The extent to which an organic chemical partitions between environmental compartments is determined by the properties of the chemical and the properties of the compartment it is discharged to. A major influence on the partitioning of ionisable organic compounds is attributed to the acid-base interaction between chemical and aqueous or soil/sediment compartment (Harris and Hayes, 1990). The acid dissociation (acidity) constant (Ka) indicates which chemical species will be present at a particular pH. The neutral, anionic or cationic species often have vastly different properties with regard to water solubility, volatility, UV adsorption, adsorption to soil/sediment, bioconcentration, and toxicity (Babic et al, 2007; ECHA, 2008a).

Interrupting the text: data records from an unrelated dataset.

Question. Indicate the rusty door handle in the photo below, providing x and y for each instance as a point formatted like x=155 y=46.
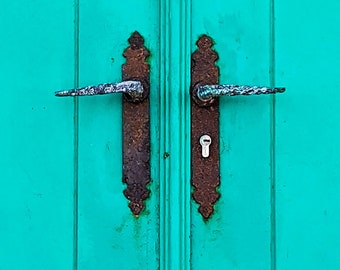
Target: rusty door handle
x=205 y=92
x=208 y=92
x=132 y=88
x=136 y=119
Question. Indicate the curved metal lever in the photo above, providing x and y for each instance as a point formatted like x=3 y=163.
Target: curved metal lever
x=133 y=88
x=207 y=92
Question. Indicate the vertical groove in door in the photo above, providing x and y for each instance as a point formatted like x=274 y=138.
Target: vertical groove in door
x=163 y=136
x=185 y=168
x=76 y=135
x=272 y=137
x=174 y=168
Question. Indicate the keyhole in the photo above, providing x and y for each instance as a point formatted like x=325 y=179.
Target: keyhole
x=205 y=142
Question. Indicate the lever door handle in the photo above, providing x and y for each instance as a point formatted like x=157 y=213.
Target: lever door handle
x=132 y=88
x=136 y=119
x=205 y=92
x=208 y=92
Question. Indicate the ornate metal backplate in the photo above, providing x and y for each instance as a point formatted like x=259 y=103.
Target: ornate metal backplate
x=136 y=126
x=204 y=121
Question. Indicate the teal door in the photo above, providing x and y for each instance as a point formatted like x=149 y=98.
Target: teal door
x=62 y=205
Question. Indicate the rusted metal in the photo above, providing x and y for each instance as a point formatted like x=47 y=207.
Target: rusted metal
x=207 y=92
x=204 y=121
x=136 y=126
x=133 y=88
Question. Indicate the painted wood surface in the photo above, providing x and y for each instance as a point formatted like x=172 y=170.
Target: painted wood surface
x=109 y=236
x=307 y=41
x=36 y=139
x=62 y=205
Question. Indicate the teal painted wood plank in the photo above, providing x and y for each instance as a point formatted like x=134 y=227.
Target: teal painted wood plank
x=109 y=235
x=36 y=140
x=307 y=143
x=175 y=129
x=238 y=236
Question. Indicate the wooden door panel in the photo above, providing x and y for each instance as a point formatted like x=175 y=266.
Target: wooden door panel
x=36 y=140
x=307 y=38
x=109 y=236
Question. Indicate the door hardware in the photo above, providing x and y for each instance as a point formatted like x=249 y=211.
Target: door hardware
x=136 y=119
x=205 y=92
x=205 y=141
x=132 y=88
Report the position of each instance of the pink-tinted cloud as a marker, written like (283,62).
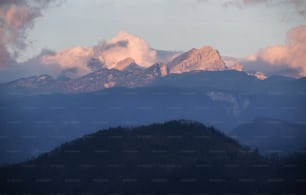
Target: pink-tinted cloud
(110,52)
(16,17)
(290,55)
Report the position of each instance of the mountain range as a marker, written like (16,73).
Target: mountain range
(126,73)
(39,112)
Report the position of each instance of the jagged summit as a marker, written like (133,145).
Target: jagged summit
(205,58)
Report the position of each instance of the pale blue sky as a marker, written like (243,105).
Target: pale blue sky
(165,24)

Water solubility measurements for regulatory purposes are usually made in distilled water at pH 6 to 9, whereas the pH of aquatic toxicity test media is usually 7 to 8 and pH values in the environment normally range from 5 to 8. Consequently, the solubility of an ionisable substance may differ significantly between these systems, especially if the pKa is between 5 and 9. This is because the extent of ionisation may vary according to pH or the level of counter ions in the test medium, and relatively small changes may significantly alter the equilibrium between dissociated and non-dissociated species. The dissociated and non-dissociated species may each have their own water solubility and partition coefficient, and therefore bioavailability and toxicity.
The Ka is also important in deciding which method or conditions should be used to determine the KOW (Section 2.2) and KOC (Section 2.3.1) (ECHA, 2008a).